Sobel-Goodman Tests of Mediation in Stata
sgmediation2 is a user-written Stata command which conducts Sobel-Goodman tests of statistical mediation for linear regression models. sgmediation2 is my update (with permission) to the original command sgmediation, written by Phil Ender of the UCLA Statistical Consulting Group. Questions or requests for additions to the command should be sent to me at firstname.lastname@example.org
The sections below detail:
Background on the statistical tests
Illustration of the sgmediation2 command
Bootstrapped standard errors and confidence intervals
Noteworthy new features of sgmediation2
Limitations of the Sobel-Goodman/product of coefficients approach to mediation
(2) Background on the statistical tests
sgmediation2 calculates three different tests of mediation using the "product of coefficients" approach (MacKinnon et al. 2002).

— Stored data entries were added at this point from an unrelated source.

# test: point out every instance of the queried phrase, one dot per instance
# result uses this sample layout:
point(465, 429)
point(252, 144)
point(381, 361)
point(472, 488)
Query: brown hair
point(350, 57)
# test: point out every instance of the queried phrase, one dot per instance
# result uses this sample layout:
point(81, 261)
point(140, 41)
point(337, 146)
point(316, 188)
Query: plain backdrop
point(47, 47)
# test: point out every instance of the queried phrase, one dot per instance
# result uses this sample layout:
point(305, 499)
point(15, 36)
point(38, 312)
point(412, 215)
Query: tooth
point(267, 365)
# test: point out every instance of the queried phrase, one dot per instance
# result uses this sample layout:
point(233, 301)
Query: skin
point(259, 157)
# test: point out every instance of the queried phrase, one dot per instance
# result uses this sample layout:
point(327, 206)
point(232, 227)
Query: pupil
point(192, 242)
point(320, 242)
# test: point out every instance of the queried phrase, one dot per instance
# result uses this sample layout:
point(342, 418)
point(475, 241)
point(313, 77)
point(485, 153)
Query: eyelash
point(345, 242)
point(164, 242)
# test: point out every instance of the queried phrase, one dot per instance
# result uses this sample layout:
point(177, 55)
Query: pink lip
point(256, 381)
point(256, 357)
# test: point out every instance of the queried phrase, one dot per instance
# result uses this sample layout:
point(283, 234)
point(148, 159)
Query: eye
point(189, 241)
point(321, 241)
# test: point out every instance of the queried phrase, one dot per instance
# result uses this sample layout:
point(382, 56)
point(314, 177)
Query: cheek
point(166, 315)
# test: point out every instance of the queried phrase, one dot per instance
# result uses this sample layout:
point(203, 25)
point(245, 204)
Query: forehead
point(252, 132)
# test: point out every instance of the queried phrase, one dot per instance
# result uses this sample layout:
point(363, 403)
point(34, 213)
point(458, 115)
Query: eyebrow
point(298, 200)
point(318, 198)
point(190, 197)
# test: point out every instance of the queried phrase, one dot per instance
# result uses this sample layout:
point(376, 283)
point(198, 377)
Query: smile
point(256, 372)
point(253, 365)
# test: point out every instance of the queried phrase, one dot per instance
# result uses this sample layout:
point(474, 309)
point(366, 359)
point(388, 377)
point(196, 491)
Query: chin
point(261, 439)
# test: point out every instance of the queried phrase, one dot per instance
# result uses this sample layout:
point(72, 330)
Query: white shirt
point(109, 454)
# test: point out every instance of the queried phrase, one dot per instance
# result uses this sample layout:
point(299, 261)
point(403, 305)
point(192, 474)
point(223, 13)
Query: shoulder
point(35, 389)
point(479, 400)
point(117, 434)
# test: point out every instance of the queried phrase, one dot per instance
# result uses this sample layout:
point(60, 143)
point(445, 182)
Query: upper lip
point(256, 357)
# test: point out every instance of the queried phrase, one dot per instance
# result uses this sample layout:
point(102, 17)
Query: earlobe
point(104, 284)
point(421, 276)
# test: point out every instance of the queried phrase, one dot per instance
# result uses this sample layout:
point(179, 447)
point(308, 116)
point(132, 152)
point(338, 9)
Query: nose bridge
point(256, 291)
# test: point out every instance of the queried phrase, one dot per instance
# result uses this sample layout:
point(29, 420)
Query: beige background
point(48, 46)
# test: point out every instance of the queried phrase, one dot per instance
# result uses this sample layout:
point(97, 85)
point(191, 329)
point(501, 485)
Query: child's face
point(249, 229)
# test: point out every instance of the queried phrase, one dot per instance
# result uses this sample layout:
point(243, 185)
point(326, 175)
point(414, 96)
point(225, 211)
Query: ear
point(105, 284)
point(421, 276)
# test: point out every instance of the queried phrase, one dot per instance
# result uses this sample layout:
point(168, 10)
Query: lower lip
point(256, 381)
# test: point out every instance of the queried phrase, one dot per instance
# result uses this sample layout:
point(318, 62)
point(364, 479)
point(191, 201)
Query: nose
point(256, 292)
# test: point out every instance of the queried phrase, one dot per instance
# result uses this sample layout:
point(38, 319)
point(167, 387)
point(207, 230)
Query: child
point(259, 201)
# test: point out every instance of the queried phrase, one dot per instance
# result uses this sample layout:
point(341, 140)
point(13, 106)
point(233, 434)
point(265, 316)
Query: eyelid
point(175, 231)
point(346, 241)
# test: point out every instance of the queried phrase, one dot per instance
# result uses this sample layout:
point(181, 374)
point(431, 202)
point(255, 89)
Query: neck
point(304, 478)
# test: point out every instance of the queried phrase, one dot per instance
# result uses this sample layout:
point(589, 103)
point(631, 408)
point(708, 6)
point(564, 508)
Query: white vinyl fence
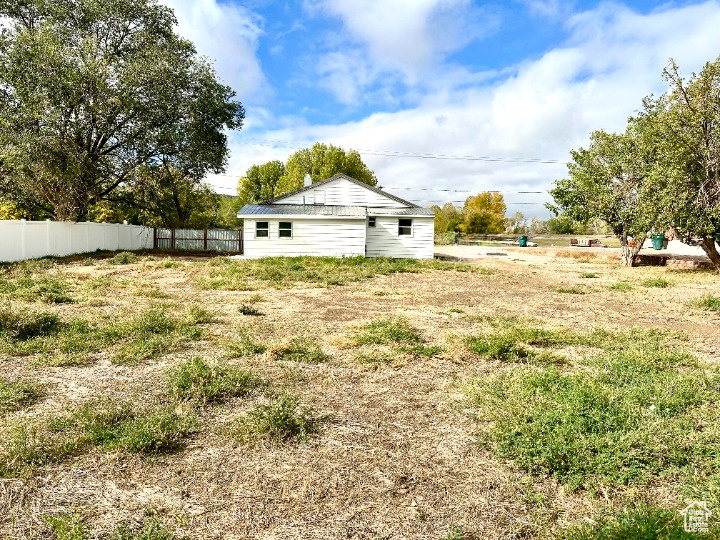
point(22, 239)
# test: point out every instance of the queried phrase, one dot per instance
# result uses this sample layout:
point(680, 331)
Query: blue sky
point(516, 80)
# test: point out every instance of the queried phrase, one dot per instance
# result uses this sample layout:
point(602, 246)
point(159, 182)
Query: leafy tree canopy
point(93, 91)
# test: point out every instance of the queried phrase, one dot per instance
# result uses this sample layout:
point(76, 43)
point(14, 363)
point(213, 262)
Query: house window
point(405, 227)
point(285, 229)
point(261, 229)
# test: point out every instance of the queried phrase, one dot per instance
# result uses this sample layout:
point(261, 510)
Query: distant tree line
point(662, 172)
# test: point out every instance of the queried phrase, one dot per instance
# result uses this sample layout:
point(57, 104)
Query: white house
point(339, 216)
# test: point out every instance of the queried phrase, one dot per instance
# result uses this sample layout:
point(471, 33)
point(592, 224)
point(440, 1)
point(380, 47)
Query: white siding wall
point(383, 239)
point(341, 192)
point(319, 237)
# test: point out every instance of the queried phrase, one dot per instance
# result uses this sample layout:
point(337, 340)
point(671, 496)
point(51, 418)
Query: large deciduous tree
point(321, 162)
point(260, 182)
point(684, 124)
point(609, 180)
point(92, 91)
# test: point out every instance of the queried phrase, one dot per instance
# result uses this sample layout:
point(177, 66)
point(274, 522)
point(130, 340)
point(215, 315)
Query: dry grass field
point(527, 396)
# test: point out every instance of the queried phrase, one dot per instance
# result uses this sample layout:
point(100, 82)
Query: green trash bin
point(658, 241)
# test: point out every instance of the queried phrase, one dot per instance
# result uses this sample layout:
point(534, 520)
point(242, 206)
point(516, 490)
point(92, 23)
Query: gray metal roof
point(301, 209)
point(328, 210)
point(416, 211)
point(351, 179)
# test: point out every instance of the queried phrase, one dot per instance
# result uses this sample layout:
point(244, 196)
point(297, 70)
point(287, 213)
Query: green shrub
point(282, 420)
point(15, 395)
point(124, 257)
point(199, 381)
point(301, 350)
point(386, 332)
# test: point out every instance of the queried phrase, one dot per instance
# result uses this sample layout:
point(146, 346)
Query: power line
point(419, 155)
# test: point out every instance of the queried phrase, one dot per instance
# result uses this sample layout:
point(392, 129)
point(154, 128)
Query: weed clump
point(28, 324)
point(280, 421)
point(124, 257)
point(15, 395)
point(301, 350)
point(196, 380)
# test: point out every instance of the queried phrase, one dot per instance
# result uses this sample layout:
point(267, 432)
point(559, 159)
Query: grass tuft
point(280, 421)
point(387, 332)
point(199, 381)
point(15, 395)
point(124, 257)
point(301, 350)
point(709, 303)
point(659, 283)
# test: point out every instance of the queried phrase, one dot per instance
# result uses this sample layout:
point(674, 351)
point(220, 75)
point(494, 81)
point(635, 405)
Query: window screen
point(285, 229)
point(261, 229)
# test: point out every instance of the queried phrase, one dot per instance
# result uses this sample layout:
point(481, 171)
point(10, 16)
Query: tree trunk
point(629, 253)
point(708, 245)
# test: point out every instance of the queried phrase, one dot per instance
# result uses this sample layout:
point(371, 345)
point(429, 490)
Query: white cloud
point(228, 35)
point(541, 109)
point(384, 41)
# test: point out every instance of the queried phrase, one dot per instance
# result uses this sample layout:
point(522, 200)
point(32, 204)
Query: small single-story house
point(337, 217)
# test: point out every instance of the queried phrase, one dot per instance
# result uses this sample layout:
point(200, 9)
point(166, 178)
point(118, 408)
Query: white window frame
point(280, 229)
point(401, 227)
point(257, 229)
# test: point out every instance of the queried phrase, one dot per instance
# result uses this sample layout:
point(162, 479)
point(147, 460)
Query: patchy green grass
point(103, 424)
point(387, 332)
point(250, 310)
point(155, 332)
point(124, 257)
point(320, 271)
point(280, 421)
point(659, 283)
point(520, 342)
point(621, 286)
point(23, 325)
point(66, 526)
point(15, 395)
point(573, 290)
point(300, 349)
point(639, 409)
point(243, 345)
point(709, 303)
point(198, 381)
point(635, 523)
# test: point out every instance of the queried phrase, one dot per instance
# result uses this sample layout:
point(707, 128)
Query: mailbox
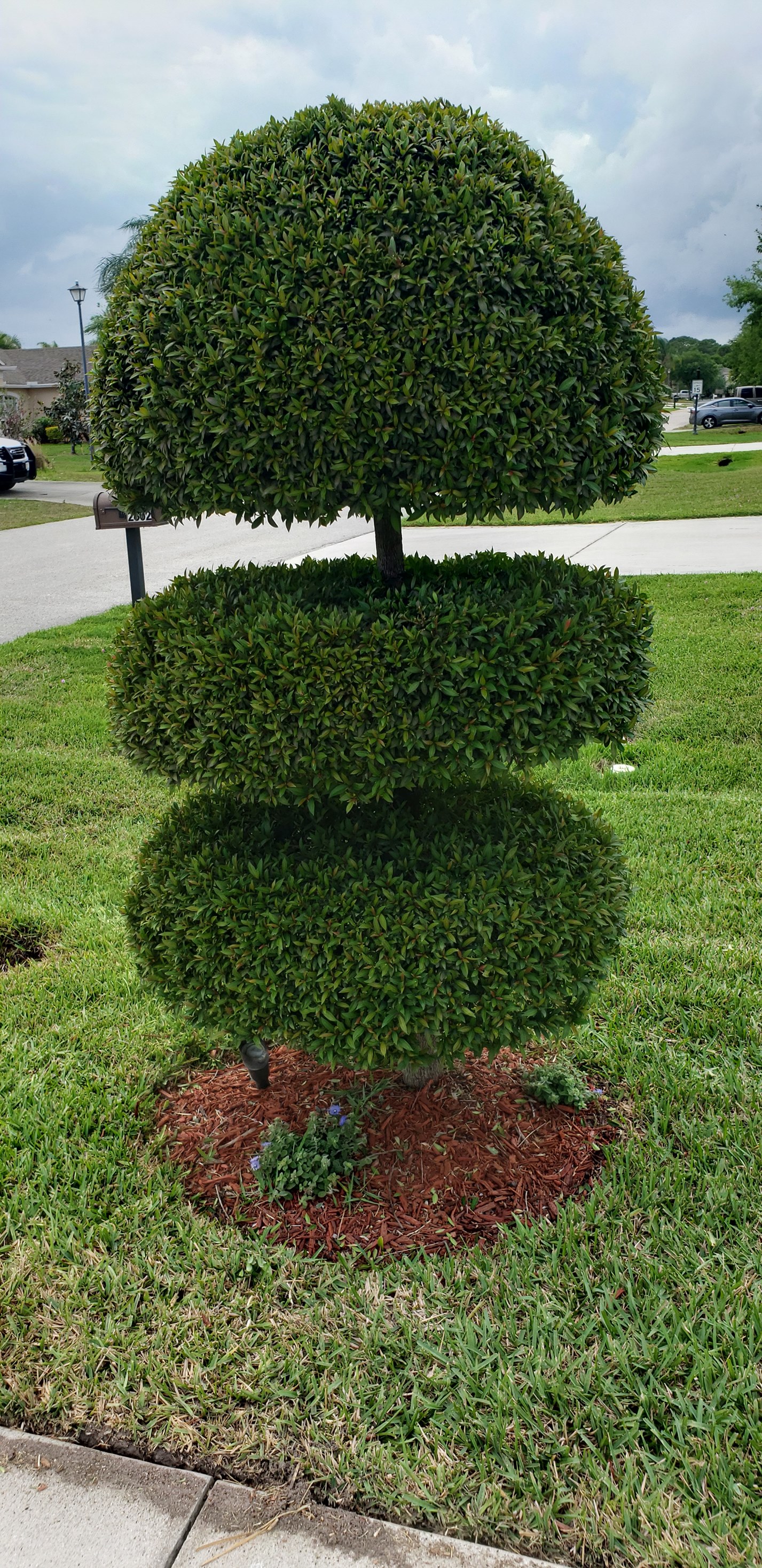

Neither this site or the command sgmediation2 is meant as a blanket endorsement of this approach to mediation. Many approaches to mediation exist with many pros and cons to each (e.g. see MacKinnon et al. 2002; Zhao et al. 2010; Keele 2015). Some prominent limitations of this approach along with a suggested alternative for many cases are detailed in Section #6 at the bottom of this page.
The commonly used approach to mediation based on Baron and Kenny (1986) suggests that a variable may be considered a mediator to the extent to which it carries the influence of a focal independent variable (IV) to a given dependent variable (DV). In this framework, mediation can be said to occur when (1) the IV significantly affects the mediator, (2) the IV significantly affects the DV in the absence of the mediator, (3) the mediator has a significant unique effect on the DV, and (4) the effect of the IV on the DV shrinks upon the addition of the mediator to the model.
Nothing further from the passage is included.